NYT suing OpenAI is a good thing

The NYT is currently suing OpenAI and Microsoft as The Guardian reports and several others have done so before e.g. John Grisham and George R.R. Martin (maybe OpenAI can finish A song of ice and fire?)

This makes me happy. What OpenAI has done is theft. There is a reason you cannot take an NYT article—or one from my own website if you wish—and do something with it and profit from it commercially. People would nod in agreement when you describe it this way because we all understand it amounts to theft. Yet this is precisely what OpenAI has done and is continuing to defend its actions in the name of humanity.

One would have to be incredibly naïve to think OpenAI is driven by some altruistic desire to improve humanity’s wellbeing at all costs so that Star Trek’s version of utopia can be achieved. Anyway, the iA writer team—which built the app on which I’m typing these words—put it cheekily:

Your content is not that important to us, it's irrelevant in the big picture, but it's important for humanity that we use it together with everybody else's content for free so we can save the world, by creating a machine that can produce similar content to yours, cheaper, that we then sell. So, we're very anti-copyright now, not for profit, for humanity's sake. We swear.

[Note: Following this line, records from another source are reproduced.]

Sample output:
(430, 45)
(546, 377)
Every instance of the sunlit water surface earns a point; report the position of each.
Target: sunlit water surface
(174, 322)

That’s pretty much what OpenAI is saying. In their own words they “collaborate with news organisations and are creating new opportunities” (What opportunities that benefit individuals exactly?) and they claim that “training is fair use but [they] provide an opt-out” (Which is Facebook’s schtick at this point where you do what you will in the name of an inconspicuous opt-out). Also, it’s worth asking if “training is fair use” because here’s how “fair use” is defined according to the Oxford English Dictionary

the doctrine that excerpts of copyrighted material may, under certain circumstances, be quoted without the permission of the copyright holder for purposes such as private study, research, or criticism;

Is the NYT’s content (and other’s that OpenAI stole) copyrighted material? Yes. Is OpenAI using to quote? No. How about for private study? No. Or research or criticism perhaps? No. Is OpenAI profiting from its use of copyrighted material by producing something that would not exist without that copyrighted material in the first place? Yes. Is that stealing? Most certainly.